Daily Mirror: 20/04/2007"
Regional growth in South Asia is expected to spill over into the Sri Lankan economy fuelling a 7% growth this year, according to a study based on the report “Economic and Social Survey of Asia and the Pacific 2007.”
The survey, which is the flagship publication of the United Nations Economic and Social Commission for Asia and the Pacific (UNESCAP) showed that the Asian and Pacific nations are rapidly emerging as engines of global growth.
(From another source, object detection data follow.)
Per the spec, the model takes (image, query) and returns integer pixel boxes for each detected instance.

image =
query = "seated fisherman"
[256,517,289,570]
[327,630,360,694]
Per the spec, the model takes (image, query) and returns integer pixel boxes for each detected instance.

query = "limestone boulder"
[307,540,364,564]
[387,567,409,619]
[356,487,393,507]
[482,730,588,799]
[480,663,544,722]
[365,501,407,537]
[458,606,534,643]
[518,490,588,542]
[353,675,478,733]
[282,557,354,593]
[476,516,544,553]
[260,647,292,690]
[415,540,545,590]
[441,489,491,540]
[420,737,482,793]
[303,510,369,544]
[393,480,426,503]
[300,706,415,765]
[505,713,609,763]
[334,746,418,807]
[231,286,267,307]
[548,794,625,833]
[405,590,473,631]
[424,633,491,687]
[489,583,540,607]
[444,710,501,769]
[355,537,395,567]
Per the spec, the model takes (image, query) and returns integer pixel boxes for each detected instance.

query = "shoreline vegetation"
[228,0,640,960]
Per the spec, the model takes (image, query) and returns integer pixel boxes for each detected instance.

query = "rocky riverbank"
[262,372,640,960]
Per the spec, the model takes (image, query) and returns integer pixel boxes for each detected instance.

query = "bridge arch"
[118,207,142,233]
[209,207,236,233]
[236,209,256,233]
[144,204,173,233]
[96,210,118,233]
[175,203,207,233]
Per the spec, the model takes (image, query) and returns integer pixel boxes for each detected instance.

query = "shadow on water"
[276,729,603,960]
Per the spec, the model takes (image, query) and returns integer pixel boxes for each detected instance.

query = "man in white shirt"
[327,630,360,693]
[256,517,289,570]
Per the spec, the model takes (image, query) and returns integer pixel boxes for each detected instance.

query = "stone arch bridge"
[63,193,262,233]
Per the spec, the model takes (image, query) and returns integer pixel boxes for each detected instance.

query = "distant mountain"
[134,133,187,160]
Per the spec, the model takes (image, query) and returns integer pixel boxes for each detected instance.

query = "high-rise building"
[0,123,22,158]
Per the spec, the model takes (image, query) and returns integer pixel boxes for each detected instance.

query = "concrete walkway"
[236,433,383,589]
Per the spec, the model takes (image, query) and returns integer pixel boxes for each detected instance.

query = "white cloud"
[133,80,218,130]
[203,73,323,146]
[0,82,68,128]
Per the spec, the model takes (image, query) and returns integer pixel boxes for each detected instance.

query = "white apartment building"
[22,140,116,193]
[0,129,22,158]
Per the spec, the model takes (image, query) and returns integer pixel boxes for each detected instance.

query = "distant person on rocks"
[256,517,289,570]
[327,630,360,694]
In fact 2006 showed a 7.9% increase in the size of the regions developing economies representing a third of the worldwide growth. This is seen as one of the main reasons behind the 7.4% GDP rate posted by Sri Lanka during the same period and analysts are hoping for the good prognosis to continue in 2007.
However, the question now is whether this growth momentum can be maintained. Institute of Policy Studies Executive Director Dr. Saman Kelegama believes so, but he maintains that urgent economic reforms are needed to stop state corporations such as the Ceylon Petroleum Corporation (CPC), Ceylon Electricity Board (CEB) and other state owned enterprises haemorrhaging millions of hard earned GDP.
“US$ 800 million or 3.4% GDP was spent on State Owned Enterprises (SOE) last year. Even though reforms have taken place in certain areas it has not been adequate to reduce the burden of these enterprises on the government budget. Reforms such as the new Electricity Act should come into effect soon. Reforms in education, agriculture and other areas should move in parallel. The public should be made aware of these reforms, we have seen in the past that decisions made from the top do not have any effect in Sri Lanka and this reform process should be monitored closely,” he said.
He also stressed on the need for economic reforms to support fiscal management. “If the government can save 3.4% of the GDP from SOE’s then it can be redirected for infrastructure development and other investments. The government can reduce expenditure and reduce the budget deficit and inflation thereby reducing pressure on interest rates.”
Expressing that the political situation might stabilise with the proposals made by the All Party Conference (APC) by mid-2007 Dr. Kelegama said that this would provide the government with the opportunity to control defense expenditure and stabilise the investment climate.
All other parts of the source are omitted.